Imagine that you are standing at a bus stop, minding your own business, when someone starts running at you from across the street. "Alex!" he yells repeatedly as he runs towards you, "I haven't seen you in years!" Considering the fact that you've never seen this guy in your life and are not named Alex, you are somewhat wary, but he seems mostly harmless, if a little confused. Then he hands you a thick stack of what appears to be large-denomination bills. "I feel so bad for not paying you back all this time. I hope we're even now," he says.
Is it ethical to accept this man's money since he was mistaken in thinking he owed it to you? Of course it is. Perhaps it isn't more unethical than seeking out the man and convincing him that you are indeed Alex, but it's still wrong.
Let's transfer this situation to national politics. For years, Republicans have been whining about the estate tax, or as they call it, the "death tax," even though the tax is on the transfer of wealth, not death itself. Although the estate tax was supposedly phased out in the 2001 tax cut bill, it will automatically come back in 2010. It is for this reason that congressional Republicans want to make it permanent and are trying to do so now.
In addition to the economic package being debated on Capitol Hill, the estate tax is of interest once again because of a new poll on tax policy released by National Public Radio, the Kaiser Family Foundation and the Kennedy School of Government.
This poll is fascinating because it shows how much opponents of the estate tax in particular benefit from public misconceptions about the tax. Fifty-four percent of respondents are opposed to the estate tax, a number which rises to 60 percent if the phrase "death tax" is mentioned. Even though fewer than one in 50 people will have estates subject to the tax upon death, 69 percent of respondents who oppose the estate tax think it will affect them personally. Either most people think they will die obscenely rich or conservatives have used the "death tax" moniker to distort the effects of the tax. Let's set that statistic aside for the moment, since it implicitly asks for people to make projections about their own lives. Around here, almost nobody thinks they will die penniless and alone, but some inevitably will - that's life.

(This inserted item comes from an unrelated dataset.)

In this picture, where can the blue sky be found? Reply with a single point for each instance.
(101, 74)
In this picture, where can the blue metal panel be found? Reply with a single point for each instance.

Shockingly, 49 percent of those surveyed think that most families have to pay the estate tax. There are no personal predictions here - the American public is off by 47 percent. This is not a rounding error; it is a wholesale misrepresentation of the situation, a misrepresentation that is easily identifiable as such. Surprisingly, you don't see President Bush reminding the American people that the estate tax isn't widespread - that's a lie he can live with.
Still, most people aren't necessarily ideologically opposed to the estate tax in general. The poll asks if people would look more favorably on the estate tax if it exempted the first $1 million. Ten percent of those polled switched sides to opposing estate tax elimination. That talented tenth was never told that the current exemption (for the 2002 taxes we just filed) is $1 million. The so-called "liberal media" didn't get the message through.
We weren't lied to, per se. The public was given the impression that the tax impacted more people than it did, which impacted its opinions on the subject. Although this survey did not ask people if they still favored repeal of the estate tax if they knew that 5000 estates pay the majority of the taxes, I suspect that estate tax supporters would be fewer and farther between.
The uncorrected misperception is used by the Administration in foreign policy as well. Polls say that half of the public thinks one or more of the Sept. 11 hijackers were from Iraq when none were. Aside from that error, most of the Iraq-Al Qeada connection rests on a British report, which was found to be mostly forged. No wonder Donald Rumsfeld never corrected the public on the nationality of the Sept. 11 hijackers - it worked in his favor, even if it wasn't true.
After all, it was soldiers' lives at stake, not anything really important, like oral sex.